- Education: Drexel University Geisinger Medical Center University of California, Davis
- Occupation: ophthalmologist
- Scientific career
- Workplaces: Duke University

= Cynthia Ann Toth =

American ophthalmologist and professor

Cynthia Ann Toth is an American ophthalmologist who is Distinguished Professor of Ophthalmology at Duke University. Toth has pioneered the use of optical coherence tomography to better understand, diagnose and treat macular disease. She was awarded the 2021 Retina Research Foundation Pyron Award.

== Early life and education ==
Toth earned her medical degree at Drexel University. She was the first person in her family to become a doctor. She moved to the Geisinger Medical Center and University of California, Davis for postgraduate study. After her residency, she joined the United States Air Force and served as an ophthalmologist in the field. After working in the Air Force, Toth decided she wanted to specialize in the retina, and moved to Wilford Hall Medical Centre as Chief of the Retina Service. She developed optical coherence tomography (OCT) for investigating retinal laser injury.

== Research and career ==
Toth joined the faculty of Duke in 1993. She works on the diagnosis and surgical treatment of vitreoretinal and macular diseases. She uses optical coherence tomography to better understand disease and perform more precise surgery. She developed OCT for infant examination and guided ophthalmic surgery. OCT provides novel insight into eye conditions and information about changes in brain function. The Duke Advanced Research in Spectral Domain/Swept Source OCT Imaging (DARSI) Laboratory, established by Toth, looks to improve diagnostic methods for age-related macular degeneration (AMD) and retinal disease.

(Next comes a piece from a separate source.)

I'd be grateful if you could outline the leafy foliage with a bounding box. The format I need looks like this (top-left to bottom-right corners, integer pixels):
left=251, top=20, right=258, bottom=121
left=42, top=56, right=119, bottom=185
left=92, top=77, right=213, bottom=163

Toth demonstrated that macular translocation surgery could provide salvage therapy to people who had lost vision due to neovascular AMD, which resulted in the opportunity to auto-transplant the retina. DARSI uses OCT to investigate non-vascular aspects of retinopathy of prematurity (ROP) in awake infants. She was the first to demonstrate the in vivo process of retina maturation, developing a 3D rating system for retinal vascular abnormalities and macular edema. Her efforts have proven that OCT performed at the bedside in neonatal intensive care units can help to identify infants with vision and neurodevelopment problems and micro-anatomic response to interventions.

Toth developed portable OCT to image during surgery, and the first OCT-driven stereoscopic heads-up display (HUD) that can visualize surgical information in a microscope. In 2021, she was awarded the Retina Research Foundation Pyron Award and listed in the Global Ophthalmology Power List.